Victoria, I was rereading your post about how to teach math facts and wondered about the visual part. As I understand it, you say to make cards that have the fact at the bottom (3+1 = 4) and dots to represent the addends. It seems to me the child is only going to focus on the answer and not pay attention to the dots. Please clarify this for me.
Pat
?? My post answering this doesn’t seem to have hit the board.
The issue is called *teaching*, and that’s why *you* are important and you can’t be replaced by a videotape or a computer.
Your kid, left to his/her own devices, will focus on the strangest things! I met one kid who had been taught that it was important to end the lower-case a with a little curl. He focused so much on the curl that the round part shrank to invisibility while the curl grew and grew, and the thing looked a lot like a fishhook and nothing like the letter a. In math, kids will invent their own rules. Being only kids, they won’t be able to reinvent two thousand years of math development, by several civilizations and some geniuses, (duh) so their rules will be incomplete or inconsistent or often absolutely incorrect.

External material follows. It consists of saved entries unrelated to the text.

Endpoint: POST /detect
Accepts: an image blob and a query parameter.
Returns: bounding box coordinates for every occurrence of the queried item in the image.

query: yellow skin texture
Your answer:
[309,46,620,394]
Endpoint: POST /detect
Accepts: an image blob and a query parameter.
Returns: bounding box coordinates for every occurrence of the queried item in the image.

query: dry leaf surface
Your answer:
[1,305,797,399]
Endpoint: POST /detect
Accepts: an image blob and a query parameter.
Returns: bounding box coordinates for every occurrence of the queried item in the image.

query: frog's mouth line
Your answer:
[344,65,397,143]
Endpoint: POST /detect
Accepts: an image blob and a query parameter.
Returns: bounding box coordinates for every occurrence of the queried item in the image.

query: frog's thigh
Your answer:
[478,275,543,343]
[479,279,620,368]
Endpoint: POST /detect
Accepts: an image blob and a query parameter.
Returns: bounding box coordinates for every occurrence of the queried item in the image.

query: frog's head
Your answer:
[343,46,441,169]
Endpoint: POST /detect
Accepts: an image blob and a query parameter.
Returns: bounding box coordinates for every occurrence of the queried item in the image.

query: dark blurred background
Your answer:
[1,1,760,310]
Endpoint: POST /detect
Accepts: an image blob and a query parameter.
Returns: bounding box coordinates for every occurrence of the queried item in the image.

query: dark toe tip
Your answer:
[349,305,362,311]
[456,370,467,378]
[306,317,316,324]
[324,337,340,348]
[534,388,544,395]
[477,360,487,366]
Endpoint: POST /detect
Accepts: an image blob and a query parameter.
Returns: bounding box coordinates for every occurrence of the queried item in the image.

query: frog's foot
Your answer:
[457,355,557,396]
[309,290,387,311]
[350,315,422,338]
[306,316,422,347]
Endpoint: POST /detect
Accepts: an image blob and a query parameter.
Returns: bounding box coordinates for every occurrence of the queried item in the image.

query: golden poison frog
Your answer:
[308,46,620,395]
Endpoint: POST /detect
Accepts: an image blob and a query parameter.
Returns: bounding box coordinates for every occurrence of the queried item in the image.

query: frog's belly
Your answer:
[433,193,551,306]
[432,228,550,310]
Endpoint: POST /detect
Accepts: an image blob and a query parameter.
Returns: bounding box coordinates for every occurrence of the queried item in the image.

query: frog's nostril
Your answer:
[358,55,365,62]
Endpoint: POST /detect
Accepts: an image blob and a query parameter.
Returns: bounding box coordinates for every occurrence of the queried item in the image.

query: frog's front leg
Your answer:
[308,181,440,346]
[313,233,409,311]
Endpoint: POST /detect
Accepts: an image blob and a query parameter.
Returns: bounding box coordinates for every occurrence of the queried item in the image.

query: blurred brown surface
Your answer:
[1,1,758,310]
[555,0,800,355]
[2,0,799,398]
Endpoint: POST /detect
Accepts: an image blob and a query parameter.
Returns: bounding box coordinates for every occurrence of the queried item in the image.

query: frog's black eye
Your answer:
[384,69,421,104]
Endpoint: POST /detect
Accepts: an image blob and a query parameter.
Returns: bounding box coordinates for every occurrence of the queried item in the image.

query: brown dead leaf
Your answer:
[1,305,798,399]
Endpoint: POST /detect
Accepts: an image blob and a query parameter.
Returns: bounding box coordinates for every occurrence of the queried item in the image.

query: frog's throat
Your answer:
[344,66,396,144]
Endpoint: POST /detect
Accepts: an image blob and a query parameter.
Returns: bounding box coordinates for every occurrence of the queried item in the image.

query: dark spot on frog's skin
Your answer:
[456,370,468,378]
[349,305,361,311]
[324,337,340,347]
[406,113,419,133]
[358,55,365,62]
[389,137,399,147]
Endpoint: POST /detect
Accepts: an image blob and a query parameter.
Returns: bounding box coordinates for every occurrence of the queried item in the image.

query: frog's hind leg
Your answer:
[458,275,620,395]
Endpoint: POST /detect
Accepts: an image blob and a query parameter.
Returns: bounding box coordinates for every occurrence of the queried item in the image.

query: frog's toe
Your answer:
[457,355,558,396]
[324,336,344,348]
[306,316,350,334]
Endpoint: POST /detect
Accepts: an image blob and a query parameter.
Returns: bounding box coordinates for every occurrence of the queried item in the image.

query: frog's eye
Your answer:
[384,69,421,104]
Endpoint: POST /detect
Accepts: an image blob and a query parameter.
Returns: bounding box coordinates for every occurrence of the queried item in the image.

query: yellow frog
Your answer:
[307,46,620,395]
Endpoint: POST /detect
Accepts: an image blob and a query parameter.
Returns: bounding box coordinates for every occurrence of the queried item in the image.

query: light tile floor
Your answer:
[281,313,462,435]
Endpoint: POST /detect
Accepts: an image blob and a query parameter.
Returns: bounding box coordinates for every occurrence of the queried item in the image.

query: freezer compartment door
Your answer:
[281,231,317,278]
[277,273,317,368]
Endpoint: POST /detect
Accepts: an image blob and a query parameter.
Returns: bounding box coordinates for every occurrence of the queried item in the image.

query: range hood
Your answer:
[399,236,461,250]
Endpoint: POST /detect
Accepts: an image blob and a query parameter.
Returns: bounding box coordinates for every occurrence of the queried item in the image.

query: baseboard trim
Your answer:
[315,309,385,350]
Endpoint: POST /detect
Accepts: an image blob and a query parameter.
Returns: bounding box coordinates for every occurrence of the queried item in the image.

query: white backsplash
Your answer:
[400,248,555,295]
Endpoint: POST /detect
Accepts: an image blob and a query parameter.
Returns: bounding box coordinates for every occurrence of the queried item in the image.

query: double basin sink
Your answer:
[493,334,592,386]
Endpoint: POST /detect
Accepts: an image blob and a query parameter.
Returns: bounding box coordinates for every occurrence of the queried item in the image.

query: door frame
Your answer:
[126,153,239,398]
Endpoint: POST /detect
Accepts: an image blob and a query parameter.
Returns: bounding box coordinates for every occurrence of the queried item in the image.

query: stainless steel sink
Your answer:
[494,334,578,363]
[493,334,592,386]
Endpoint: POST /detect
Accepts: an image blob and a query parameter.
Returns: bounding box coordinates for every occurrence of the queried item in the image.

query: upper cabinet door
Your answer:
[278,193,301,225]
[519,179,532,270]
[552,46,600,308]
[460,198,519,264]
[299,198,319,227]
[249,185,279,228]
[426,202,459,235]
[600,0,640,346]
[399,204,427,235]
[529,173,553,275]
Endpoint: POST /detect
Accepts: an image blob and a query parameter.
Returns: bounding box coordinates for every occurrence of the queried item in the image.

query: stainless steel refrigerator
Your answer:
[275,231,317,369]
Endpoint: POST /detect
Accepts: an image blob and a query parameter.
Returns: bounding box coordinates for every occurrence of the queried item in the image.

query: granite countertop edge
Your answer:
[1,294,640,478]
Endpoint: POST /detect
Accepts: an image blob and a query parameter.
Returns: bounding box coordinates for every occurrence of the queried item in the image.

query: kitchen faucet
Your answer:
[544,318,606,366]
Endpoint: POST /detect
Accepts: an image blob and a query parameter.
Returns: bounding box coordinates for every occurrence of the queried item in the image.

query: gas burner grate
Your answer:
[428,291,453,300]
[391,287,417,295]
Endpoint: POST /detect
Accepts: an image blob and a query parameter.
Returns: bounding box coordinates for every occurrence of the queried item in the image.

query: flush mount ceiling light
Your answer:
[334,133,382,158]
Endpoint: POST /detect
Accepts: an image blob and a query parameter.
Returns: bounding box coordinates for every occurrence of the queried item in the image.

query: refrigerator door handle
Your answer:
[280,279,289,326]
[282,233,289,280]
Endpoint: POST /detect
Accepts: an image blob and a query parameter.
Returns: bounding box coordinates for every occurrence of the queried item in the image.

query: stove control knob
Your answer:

You can’t leave your kid to his own devices to learn; you have to teach him, and that’s why you are so important in this process. You go over the dots with him, counting the separate groups and all together. You go over the fact with him, saying the whole fact, question and answer, and having him say the whole thing. At first it is slow and he will not see the point and will want to do it the “quick way”, guessing or whatever. After he realizes that first his accuracy is increasing so he doesn’t have to waste so much time on corrections, and then his speed is increasing because he really knows the material, he will be more willing to go along with it. It’s a long-term process, no overnight miracles or magic wands, I fear.